Abstract

IntroductionHypertensive disorder of pregnancy is a sign of an underlying pathology which, may be presented before pregnancy or developed after the mid gestational age of the pregnancy. There is limited information about determinants of hypertensive disorder of pregnancy in Ethiopia. This study is conducted to provide baseline information about determinants of hypertensive disorders of pregnancy among women admitted to Bule Hora Teaching Hospital, southern Ethiopia. ObjectivesThe aim of this study was to identify determinants of hypertensive disorders of pregnancy among women admitted to Bule Hora Teaching Hospital, southern Ethiopia, 2021. MethodsA facility based unmatched case control study was conducted from March 20 to April 20, 2021. Data were collected from available record (chart) from October1, 2017 to 30 September 2020. 393 mothers (131 cases and 262 controls) were selected. The collected data were entered into Epi data 3.1 and analysis was conducted using Stata version 14. All independent variables in bivariate analysis with a p-value ≤ 0.20 was included in the initial of multivariable analysis. In multivariable analysis a p-value < 0.05 was used to declare statistical significance. The results were presented using tables and pie chart based on the types of data.
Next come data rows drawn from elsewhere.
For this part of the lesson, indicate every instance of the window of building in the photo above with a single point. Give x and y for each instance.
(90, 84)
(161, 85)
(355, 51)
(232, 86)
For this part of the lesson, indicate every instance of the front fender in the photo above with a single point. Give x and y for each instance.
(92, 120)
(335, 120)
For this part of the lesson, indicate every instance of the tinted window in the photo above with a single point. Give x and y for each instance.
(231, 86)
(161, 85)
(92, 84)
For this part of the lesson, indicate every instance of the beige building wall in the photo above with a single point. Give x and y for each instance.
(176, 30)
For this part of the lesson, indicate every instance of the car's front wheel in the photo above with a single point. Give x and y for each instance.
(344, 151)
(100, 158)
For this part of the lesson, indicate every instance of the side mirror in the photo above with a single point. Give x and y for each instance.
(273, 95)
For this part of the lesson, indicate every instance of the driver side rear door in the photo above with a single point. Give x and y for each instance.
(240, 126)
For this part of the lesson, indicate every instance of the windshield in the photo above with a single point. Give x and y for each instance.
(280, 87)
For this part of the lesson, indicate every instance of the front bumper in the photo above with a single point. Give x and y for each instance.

ResultsThe study revealed that age of the mothers, in which who belongs to age group 20–24 [AOR = 0.39,(95 % CI:0.17–0.88)], mothers ANC follow up greater than three [AOR = 0.51(95 %CI:0.28–0.90)], those mothers didn’t have history of abortion [AOR = 0.32 (95 % CI:0.12–0.90] were less likely to develop hypertensive disorders during pregnancy and twin pregnancy [AOR = 7.9,(95 % CI:1.10–58.78)], mothers with blood group O [AOR = 4(95 % CI:1.76–9.22)] were more likely to develop hypertensive disorders during pregnancy. ConclusionAge of the mother less than twenty years, having twin pregnancy, blood group O, having a history of abortion, and having less than three ANC follow up were significantly related with developing hypertensive disorders of pregnancy. During Antenatal diagnosis and management health professionals should conduct detail patient evaluation to identify the risk factors of HDP and to develop better treatment protocol. The governments and stakeholders should work to strengthen the ANC practice by including all possible contributing factors of HDP in the ANC follow up guidelines.